French ex-President Sarkozy held over influence claims


French ex-President Nicolas Sarkozy has been detained for questioning over alleged influence peddling.

Mr Sarkozy is being held at Nanterre, near Paris, in an unprecedented step against a former president.

Mr Sarkozy's lawyer was questioned on Monday on suspicion of seeking inside information about a case against the former leader.

The latest developments are seen as a blow to Mr Sarkozy's attempts to challenge for the presidency in 2017.

Investigators are trying to find out whether Mr Sarkozy, 59, who was president from 2007 to 2012, had promised a prestigious role in Monaco to a high-ranking judge, Gilbert Azibert, in exchange for information about an investigation into alleged illegal campaign funding.

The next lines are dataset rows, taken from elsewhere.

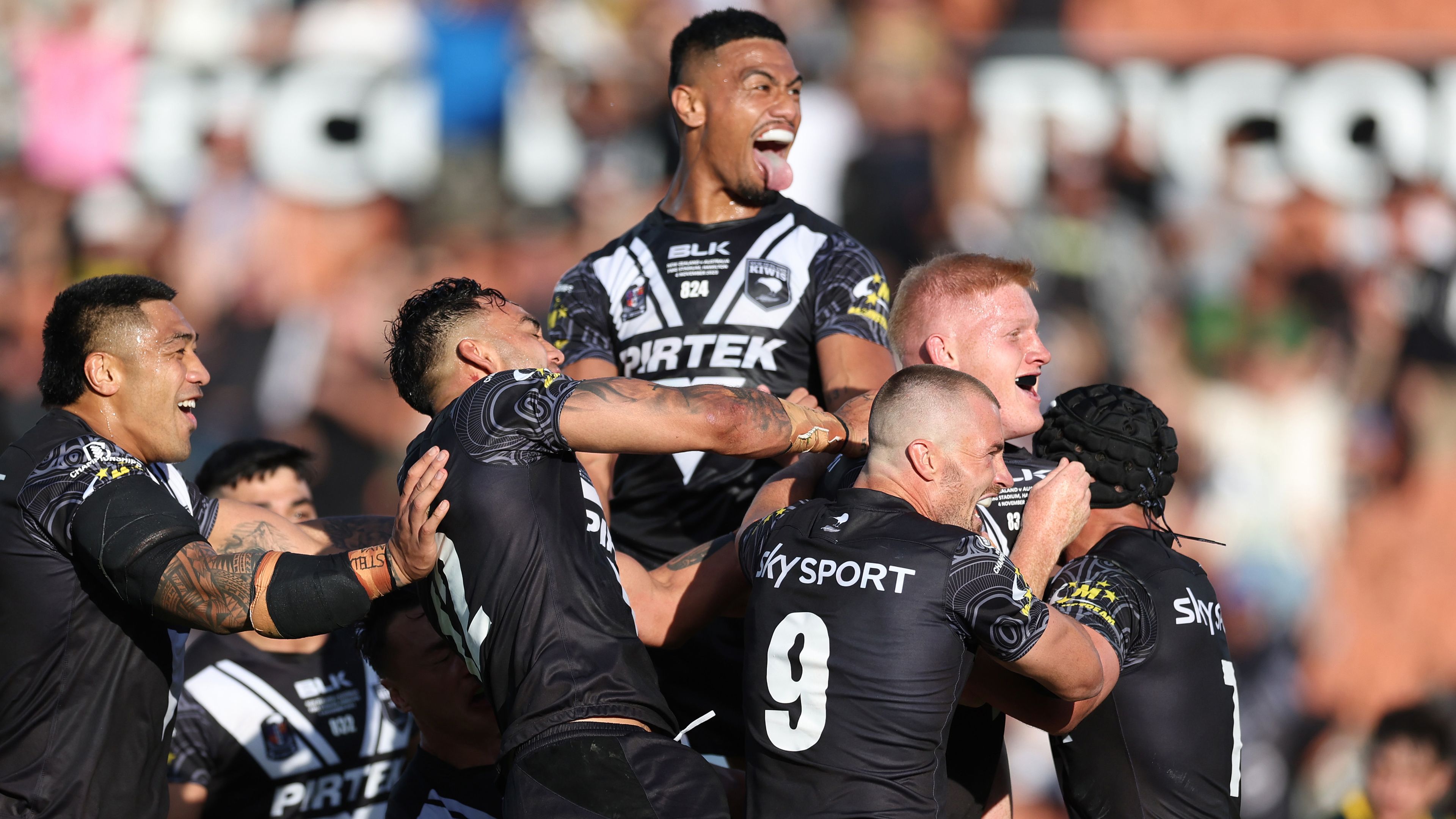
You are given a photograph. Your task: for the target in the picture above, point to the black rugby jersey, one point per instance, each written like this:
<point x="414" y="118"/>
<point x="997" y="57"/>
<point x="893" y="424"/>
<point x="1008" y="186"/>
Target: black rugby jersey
<point x="1165" y="744"/>
<point x="88" y="684"/>
<point x="739" y="303"/>
<point x="435" y="789"/>
<point x="287" y="735"/>
<point x="861" y="630"/>
<point x="977" y="737"/>
<point x="526" y="585"/>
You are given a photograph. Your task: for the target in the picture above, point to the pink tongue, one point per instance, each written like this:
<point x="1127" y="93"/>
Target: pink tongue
<point x="777" y="172"/>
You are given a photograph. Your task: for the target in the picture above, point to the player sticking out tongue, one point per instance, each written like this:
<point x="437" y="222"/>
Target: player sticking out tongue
<point x="771" y="152"/>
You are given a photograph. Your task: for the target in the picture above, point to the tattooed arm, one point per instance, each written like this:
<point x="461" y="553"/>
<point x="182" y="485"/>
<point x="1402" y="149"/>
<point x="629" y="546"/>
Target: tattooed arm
<point x="244" y="527"/>
<point x="627" y="415"/>
<point x="678" y="598"/>
<point x="295" y="595"/>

They are looking into claims that Mr Sarkozy was warned his phone was being bugged as part of the funding probe.

Mr Azibert, one of the most senior judges at the court of appeal, was called in for questioning on Monday. Another judge, Patrick Sassoust, was also questioned, as was Mr Sarkozy's lawyer Thierry Herzog.

This is thought to be the first time a French former head of state has been held in police custody.

His predecessor, Jacques Chirac, was given a suspended prison sentence in 2011 for embezzlement and breach of trust while he was mayor of Paris.

Investigators will be able to hold Mr Sarkozy for an initial period of 24 hours but can extend custody for another day.

Government spokesman Stephane Le Foll denied any political pressure had been placed on the judicial system to prosecute Mr Sarkozy.

"The justice system is investigating and will follow this through to the end. Nicolas Sarkozy can face justice just like anyone else," Mr Le Foll said.


An investigation was launched in February into whether Mr Sarkozy had sought inside information about the inquiry into his 2007 election campaign funding.

It has been claimed that late Libyan leader Muammar Gaddafi helped fund the campaign.

It is alleged that Mr Sarkozy was kept informed of proceedings against him while a decision was made over whether his work diaries - seized as part of the funding inquiry - should be kept in the hands of the justice system.

The Court of Cassation ruled in March 2014 that the diaries should not be returned.

Investigators believe the former president was tipped off that his phone was being bugged as part of the inquiry.

Mr Sarkozy insists the allegations against him are politically motivated.

But the BBC's Hugh Schofield in Paris says it is clear they represent another obstacle in the way of his planned return to frontline French politics.

The former president is seeking to regain the leadership of the centre-right UMP party later this year.